In previous positions, the CIO may have only needed to ask “Does this make our technology better?” to justify moving forward on a project. But not anymore. At the executive level, the questions have to start more broadly: “What key business outcomes will be affected?”, “Which processes will change?”, “Who are the people being impacted?” and “What does it cost?”

In a lot of cases, the CIO doesn’t need to change the way they generate ideas, they just need to change the way they communicate them. The goal is to position everything as a collective effort that the entire company can benefit from. It might not be natural.

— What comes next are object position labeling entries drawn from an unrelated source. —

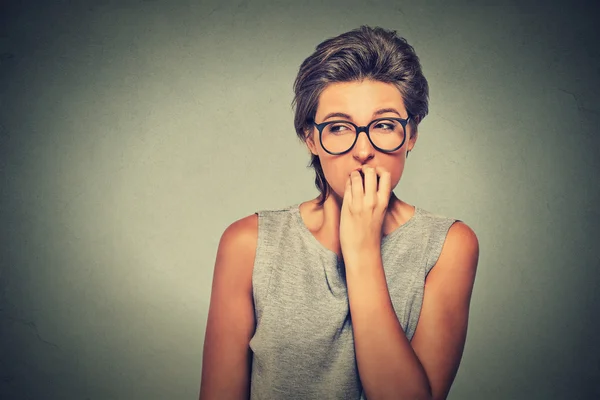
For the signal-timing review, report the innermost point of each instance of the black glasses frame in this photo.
(364, 129)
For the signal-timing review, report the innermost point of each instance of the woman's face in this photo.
(360, 101)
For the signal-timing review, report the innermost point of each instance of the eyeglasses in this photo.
(385, 134)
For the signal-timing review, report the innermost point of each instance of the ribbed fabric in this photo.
(303, 346)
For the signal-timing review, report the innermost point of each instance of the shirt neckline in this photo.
(295, 210)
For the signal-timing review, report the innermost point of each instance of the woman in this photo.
(354, 294)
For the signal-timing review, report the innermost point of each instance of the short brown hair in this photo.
(363, 53)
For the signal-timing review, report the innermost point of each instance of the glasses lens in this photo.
(338, 136)
(386, 134)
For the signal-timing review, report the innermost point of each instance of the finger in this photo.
(385, 186)
(370, 198)
(357, 189)
(347, 194)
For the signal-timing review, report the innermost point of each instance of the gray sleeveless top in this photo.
(303, 346)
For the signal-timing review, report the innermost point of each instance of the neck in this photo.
(328, 215)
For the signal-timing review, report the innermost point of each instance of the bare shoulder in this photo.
(237, 250)
(461, 236)
(241, 235)
(460, 249)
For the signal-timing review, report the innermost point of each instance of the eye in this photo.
(338, 128)
(384, 125)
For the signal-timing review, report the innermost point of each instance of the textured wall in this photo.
(133, 132)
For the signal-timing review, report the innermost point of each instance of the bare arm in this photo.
(226, 361)
(389, 365)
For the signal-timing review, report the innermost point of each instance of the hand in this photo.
(363, 211)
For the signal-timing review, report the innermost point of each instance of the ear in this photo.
(414, 135)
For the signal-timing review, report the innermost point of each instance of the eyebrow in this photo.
(348, 117)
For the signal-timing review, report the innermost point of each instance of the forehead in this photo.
(359, 98)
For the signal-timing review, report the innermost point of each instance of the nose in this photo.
(363, 150)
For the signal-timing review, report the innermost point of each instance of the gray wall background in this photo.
(132, 133)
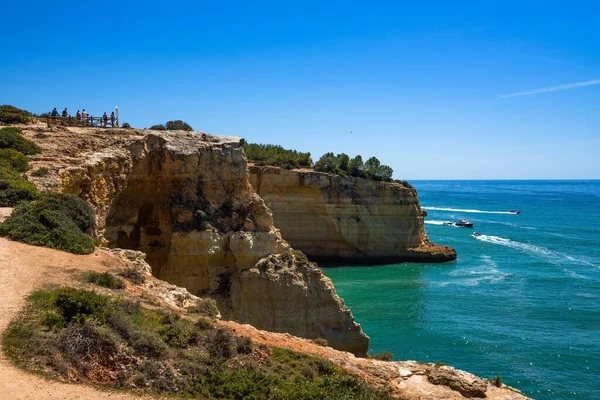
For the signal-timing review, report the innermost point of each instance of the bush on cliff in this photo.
(78, 335)
(14, 159)
(13, 115)
(178, 125)
(342, 165)
(268, 154)
(12, 138)
(14, 187)
(56, 220)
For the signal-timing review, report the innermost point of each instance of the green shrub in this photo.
(14, 159)
(55, 220)
(104, 279)
(42, 171)
(119, 339)
(356, 167)
(205, 306)
(342, 165)
(82, 341)
(383, 356)
(149, 344)
(79, 305)
(178, 125)
(13, 115)
(374, 170)
(268, 154)
(222, 344)
(133, 275)
(12, 138)
(175, 333)
(15, 188)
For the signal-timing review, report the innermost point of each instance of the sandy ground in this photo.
(23, 269)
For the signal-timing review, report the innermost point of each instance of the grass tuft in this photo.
(55, 220)
(104, 279)
(12, 138)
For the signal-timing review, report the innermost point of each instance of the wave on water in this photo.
(434, 222)
(468, 210)
(551, 256)
(487, 272)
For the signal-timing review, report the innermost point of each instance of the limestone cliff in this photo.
(185, 200)
(347, 219)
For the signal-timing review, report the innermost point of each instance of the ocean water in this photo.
(522, 301)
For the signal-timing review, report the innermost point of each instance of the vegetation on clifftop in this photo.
(176, 125)
(14, 186)
(79, 335)
(269, 154)
(13, 115)
(55, 220)
(341, 164)
(12, 138)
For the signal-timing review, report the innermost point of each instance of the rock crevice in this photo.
(185, 200)
(347, 219)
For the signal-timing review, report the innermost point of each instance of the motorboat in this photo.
(463, 223)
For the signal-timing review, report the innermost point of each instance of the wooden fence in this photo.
(89, 121)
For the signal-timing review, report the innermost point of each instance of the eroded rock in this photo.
(347, 219)
(185, 200)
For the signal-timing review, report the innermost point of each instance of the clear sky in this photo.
(418, 84)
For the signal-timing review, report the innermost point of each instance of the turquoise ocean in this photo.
(522, 300)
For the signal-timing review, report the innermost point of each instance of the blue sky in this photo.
(417, 84)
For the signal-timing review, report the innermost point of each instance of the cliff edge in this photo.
(347, 219)
(185, 200)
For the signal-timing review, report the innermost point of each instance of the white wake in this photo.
(468, 210)
(551, 256)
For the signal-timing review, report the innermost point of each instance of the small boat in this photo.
(463, 223)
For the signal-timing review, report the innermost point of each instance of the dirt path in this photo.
(23, 269)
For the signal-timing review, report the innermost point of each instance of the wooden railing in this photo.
(89, 121)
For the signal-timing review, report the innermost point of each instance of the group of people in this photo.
(83, 116)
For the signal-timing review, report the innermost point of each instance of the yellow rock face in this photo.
(185, 200)
(349, 219)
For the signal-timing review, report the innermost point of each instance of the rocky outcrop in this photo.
(185, 200)
(352, 220)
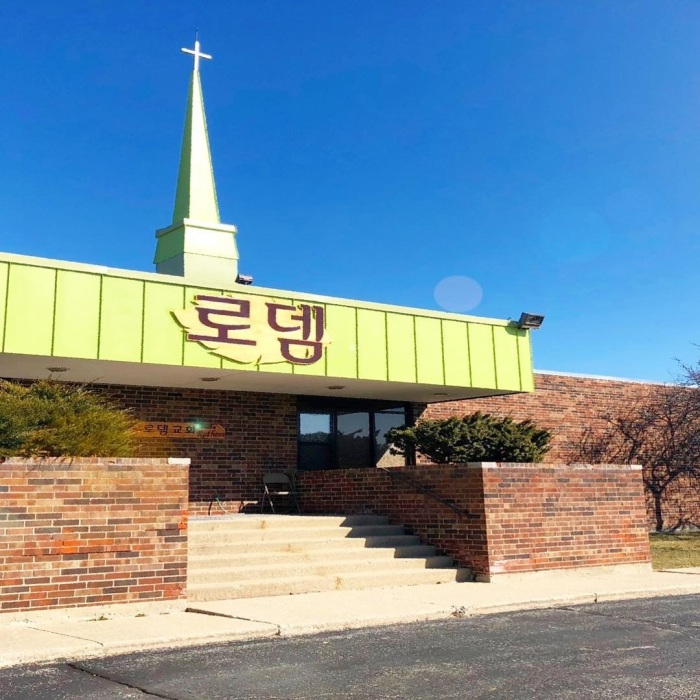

The best CIOs do more than just translate their goals to company-wide goals, they’ll implement this practice throughout their team too.

Hybrid work presents an unprecedented balancing act

For the most part, today’s organizations are making plans for a post-pandemic landscape that keeps some of the flexibility of remote work while also bringing back the in-person collaboration of a physical office. The sweet spot is hard to identify. Circumstances have changed significantly since the beginning of 2020 and different employees have different appetites for in-office work. CIOs don’t make this decision on their own, but they need to work with the CEO, CHRO and other leaders to make sure that employees can be productive and happy from any location.

This is tricky territory to navigate because there are a lot of emotions involved. There’s not one silver bullet answer that will satisfy everyone. CIOs need to be prepared for shifting timelines, unexpected one-offs and employee requests for exceptions. There need to be tools to facilitate seamless collaboration between remote and onsite employees while accounting for the unknown unknowns of a real-time workforce experiment.

The biggest challenge ahead is making sure that the in-office experience is ready to meet the needs of employees. If the desired outcomes are more collaborative in-person meetings, the office can’t be the same as it was before the pandemic. It needs to be technologically capable of delivering on the promises of in-person work or else the return-to-work plan will fail.

Generative AI is unlike anything we’ve seen before

Everyone is eager to start using generative AI tools like ChatGPT to get ahead. The question is how. There’s a common excitement about the possibilities of new AI tools, but also a common fear of missing the trend and getting passed.

Generative AI will change the way most businesses run, but it’s hard to predict what exactly the change will be. That feeling isn’t new. The same was true of the move to cloud computing over the last decade. Some teams were excited. Some were fearful. Some moved fast. Some made mistakes. Some succeeded right away. Some needed to try more than once. In the end, everyone learned from their experiments and moved forward. Today, cloud computing is a regular part of everyday life.

The only way to really find out what generative AI can do is to embrace it and carefully test its capabilities. IT teams that allow their customers to experiment within certain limits will find the right balance between opportunity and risk. Similar to other ideas, the best way to gain traction with AI experiments is to start with a high-level company goal and connect new use cases to their impact on those objectives.